It is a human habit to take for granted one's own environment and to look to other places and countries as having "greener and more beautiful pastures". Didn't realised that Singapore is actually quite beautiful. Most people say it is a great place to live if only the weather was better. When I travel, the first thing that strikes me when I touch down back in Singapore is how clean and green it is compared to other modern cities. And with all the fanfare about how fabulous the skyline of Singapore has become with the opening of new developments in Marina Bay, I much prefer the conservation buildings all around. I love the juxtapose of new with the old as it brings out a beautiful contrast.
Singapore has gone through quite a number of architectural trends which can be divided into these phases , pre-war and post war, modern and post-modern. Pre-war buildings consist of a mixture of colonial British architecture which includes black and white bungalows, neoclassical and renaissance colonial government buildings such as the Supreme Court, City Hall, the Post Office (now the Fullerton Hotel), beautiful Peranakan houses, landmark buildings of worship such as St Andrew's cathedral and shophouses while post war, we see the emergence of art deco buildings such as the Asia Insurance Building. Then came the modern phase marked by "cookie cutter" standardised public housing. Aesthetically not pleasing but I suppose there wasn't much of a choice as there was a huge housing shortage for a growing Singapore, struggling after its separation from Malaysia. It was the most pragmatic thing to do. And when things really took off in Singapore , it ushered in an era of post-modern architecture with sky scrapers such as the OCBC building, designed by the world famous architect I. M Pei. During that time, corporations were trying to outdo each other in terms of how high their building would go compared to the other. Glad that silly era is over. Then came the conservation era which was about the rediscovery of Singapore's architectural heritage. It led to an active conservation programme and historial buildings such as the National Museum of Singapore as well as old crumbing Peranakan houses were beautifully restored.

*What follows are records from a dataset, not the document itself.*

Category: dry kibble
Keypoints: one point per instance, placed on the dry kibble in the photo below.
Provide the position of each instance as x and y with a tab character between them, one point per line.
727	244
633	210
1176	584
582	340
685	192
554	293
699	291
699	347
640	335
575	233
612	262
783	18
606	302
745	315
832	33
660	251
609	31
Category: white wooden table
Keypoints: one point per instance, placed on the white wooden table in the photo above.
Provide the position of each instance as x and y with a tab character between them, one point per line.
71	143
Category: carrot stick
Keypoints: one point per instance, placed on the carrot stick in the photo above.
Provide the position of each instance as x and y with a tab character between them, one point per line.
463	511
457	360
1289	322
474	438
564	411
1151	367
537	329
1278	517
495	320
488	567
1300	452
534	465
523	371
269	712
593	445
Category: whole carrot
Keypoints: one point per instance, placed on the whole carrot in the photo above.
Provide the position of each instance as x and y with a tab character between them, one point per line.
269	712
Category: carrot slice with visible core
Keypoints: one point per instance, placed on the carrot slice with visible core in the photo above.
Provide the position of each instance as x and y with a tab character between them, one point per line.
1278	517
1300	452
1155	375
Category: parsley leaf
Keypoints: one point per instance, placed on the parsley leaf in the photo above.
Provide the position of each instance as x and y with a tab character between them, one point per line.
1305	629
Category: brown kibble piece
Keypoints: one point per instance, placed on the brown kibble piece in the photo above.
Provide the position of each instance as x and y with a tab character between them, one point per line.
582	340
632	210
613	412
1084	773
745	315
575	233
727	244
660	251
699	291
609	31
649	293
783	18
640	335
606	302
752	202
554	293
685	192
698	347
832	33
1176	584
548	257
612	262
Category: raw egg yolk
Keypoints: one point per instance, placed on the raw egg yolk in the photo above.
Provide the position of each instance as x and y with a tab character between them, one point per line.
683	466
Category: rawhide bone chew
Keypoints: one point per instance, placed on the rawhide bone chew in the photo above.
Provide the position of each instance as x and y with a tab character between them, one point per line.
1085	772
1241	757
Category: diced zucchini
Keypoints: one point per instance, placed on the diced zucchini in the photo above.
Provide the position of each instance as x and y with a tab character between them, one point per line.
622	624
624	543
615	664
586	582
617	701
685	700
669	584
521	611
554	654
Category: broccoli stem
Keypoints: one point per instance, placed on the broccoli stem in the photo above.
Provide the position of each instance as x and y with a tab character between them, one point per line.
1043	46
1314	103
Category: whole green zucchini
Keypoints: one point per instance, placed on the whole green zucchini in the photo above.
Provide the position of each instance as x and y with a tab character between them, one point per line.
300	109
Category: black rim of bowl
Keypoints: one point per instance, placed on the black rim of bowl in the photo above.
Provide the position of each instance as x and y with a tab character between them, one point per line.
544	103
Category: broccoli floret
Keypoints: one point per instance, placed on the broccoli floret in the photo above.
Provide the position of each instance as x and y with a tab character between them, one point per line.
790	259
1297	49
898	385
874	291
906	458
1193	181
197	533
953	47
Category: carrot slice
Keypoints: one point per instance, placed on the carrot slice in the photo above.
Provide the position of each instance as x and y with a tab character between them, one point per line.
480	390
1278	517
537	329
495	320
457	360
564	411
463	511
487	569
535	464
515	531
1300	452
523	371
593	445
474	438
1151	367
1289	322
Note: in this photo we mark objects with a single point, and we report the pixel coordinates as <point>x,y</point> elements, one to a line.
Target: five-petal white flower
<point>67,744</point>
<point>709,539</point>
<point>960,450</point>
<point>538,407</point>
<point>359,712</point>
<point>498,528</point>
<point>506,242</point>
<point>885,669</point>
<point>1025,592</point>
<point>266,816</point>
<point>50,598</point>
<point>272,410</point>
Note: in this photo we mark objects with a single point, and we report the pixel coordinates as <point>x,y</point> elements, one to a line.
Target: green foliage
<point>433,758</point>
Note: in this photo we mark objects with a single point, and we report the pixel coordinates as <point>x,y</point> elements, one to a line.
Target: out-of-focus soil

And now, Singapore is in the phase of building iconic buildings which would put her on the world map such as the Esplanade (locals refer to as the Durian) and the latest Marina Bay Sands. These are modern signature builidings but as seemingly grand as they are, I still love the phase of restoring old buildings best. The above picture shows 2 buildings near the Doby Gaut MRT station. Don't you think they both look like vintage headboards for a bed or maybe the traditional headgear of a Polish or Russian dancer. Most likely, they were built during the art deco phase as they were in close proximity to the Cathay at Handy Road, one of the first art deco buildings in Singapore. My dad said the Cathay was once the tallest building in Singapore during those days and it made me laugh.